El síntoma aparece por cierto como una palabra por medio de la cual el sujeto designa la
manera en que se sitúa con respecto a toda relación de deseo.
El sujeto no tiene que constituirse por medio de su palabra ni hacerse reconocer a través de
ella, sino que se le pide que viva una experiencia relacional para adaptarse a un estilo de vida
reconocido como normal. En vez de enfocar el texto en un discurso ayudando a que le niño
pueda hacer rebotar los elementos significantes, se convierte al discurso en una especie de
naturaleza muerta cuya significación conoce el analista; de este modo, recogemos esquemas
donde se explican las fijaciones del niño a determinado estadío del desarrollo psicológico,
estadio acompañado por determinada “organización pulsional y defensiva”, por determinada
“estructura del yo” o por determinada forma de “relación objetal psicótica”: también los
dibujos adquieren una “significación”.
Esta técnica se funda en una teoría psicoanalítica que remite al paralelismo psicofísico: el
analista se mantiene como observador fuera del campo del enfermo; este último es
objetivado en su palabra y en su conducta, es sometido al juicio sano del adulto. El paciente
es un sujeto-objeto llamado a “curarse” si toma conciencia de lo que es patógeno en su
conducta. Se lo invita a readaptarse. Tales criterios analíticos se fundan en la creencia en un
yo fuerte o débil, llamado a oponerse a fuerzas instintivas más o menos poderosas. Todas
estas nociones enmascaran la contratransferencia del analista. Así, la realidad con la que se
enfrenta el paciente en el análisis es ciertamente el mundo fantasmático del analista, lo que a
este se le escapa, protegido detrás de una seguridad teórica que sólo puede conservar su
carácter implacable a costa de una especie de condena del enfermo a su status de enfermo.

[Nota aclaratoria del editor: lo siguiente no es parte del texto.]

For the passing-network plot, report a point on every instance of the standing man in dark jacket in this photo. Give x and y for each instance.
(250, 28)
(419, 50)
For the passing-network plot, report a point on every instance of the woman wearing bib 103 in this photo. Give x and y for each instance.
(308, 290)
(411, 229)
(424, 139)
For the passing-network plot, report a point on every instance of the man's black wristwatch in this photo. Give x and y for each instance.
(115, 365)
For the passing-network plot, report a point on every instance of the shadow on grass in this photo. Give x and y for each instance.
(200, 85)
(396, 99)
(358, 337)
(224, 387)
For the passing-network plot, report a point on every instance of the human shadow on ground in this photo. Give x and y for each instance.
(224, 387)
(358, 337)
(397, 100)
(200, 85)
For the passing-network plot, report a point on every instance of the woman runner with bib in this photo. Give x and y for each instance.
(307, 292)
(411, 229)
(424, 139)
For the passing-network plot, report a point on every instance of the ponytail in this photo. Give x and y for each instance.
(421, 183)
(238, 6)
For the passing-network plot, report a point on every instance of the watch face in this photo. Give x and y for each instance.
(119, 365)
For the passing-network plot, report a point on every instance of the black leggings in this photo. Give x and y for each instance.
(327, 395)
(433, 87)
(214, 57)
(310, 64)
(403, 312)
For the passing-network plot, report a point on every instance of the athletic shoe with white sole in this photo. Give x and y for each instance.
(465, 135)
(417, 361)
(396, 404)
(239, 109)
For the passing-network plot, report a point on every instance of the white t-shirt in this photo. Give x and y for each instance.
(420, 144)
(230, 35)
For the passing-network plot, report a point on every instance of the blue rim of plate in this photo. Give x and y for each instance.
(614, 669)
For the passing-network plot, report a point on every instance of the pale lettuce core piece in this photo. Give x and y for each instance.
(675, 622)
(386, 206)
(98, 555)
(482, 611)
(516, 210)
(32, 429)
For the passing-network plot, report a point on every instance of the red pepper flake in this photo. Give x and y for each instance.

El niño se introduce en el análisis por medio del Yo [Je] de un discurso en el que plantea una
pregunta vinculada con el deseo del Otro, pero pronto se sitúa en un discurso impersonal (el
mito) o se refugia en un discurso sabio que es el del adulto.
El síntoma se desarrolla, pues, con Otro y para Otro. De este modo, el analista resulta
implicado en el discurso que confía el sujeto.
El análisis no es una relación de dos en la que el analista se designa como objeto de
transferencia. Lo que importa no es una situación relacional sino lo que ocurre en el discurso,
es decir, en el lugar donde el sujeto habla, a quien se dirige, y para quien lo hace. Cualquier
interpretación sólo puede hacerse teniendo en cuenta el registro en el cual se encuentran el
analista y el analizado. Si se falla en esto, se está expuesto a contrasentidos. Recibimos el
material aportado por el niño en el sitio donde la transferencia nos ha colocado.
Los temas fantasmáticos son intentos de simbolización para el niño; la historia mítica lleva a
menudo en sí misma la solución, la curación.
Abordar el psicoanálisis en niños no es cosa fácil, es en esta disciplina donde asistimos al
mayor número de controversias acerca de cuestiones vinculadas con la técnica. El niño y su
familia plantean al analista un problema; a través de la cura que emprende, el mismo se
encuentra cuestionado.
En 1927, Anna Freud reserva el análisis de niños a aquellos cuyos padres habían sido
analizados. La escuela de Viena es la primera que emprende el análisis de niños de padres no
analizados; se preocupa por tener frecuentes entrevistas con ellos.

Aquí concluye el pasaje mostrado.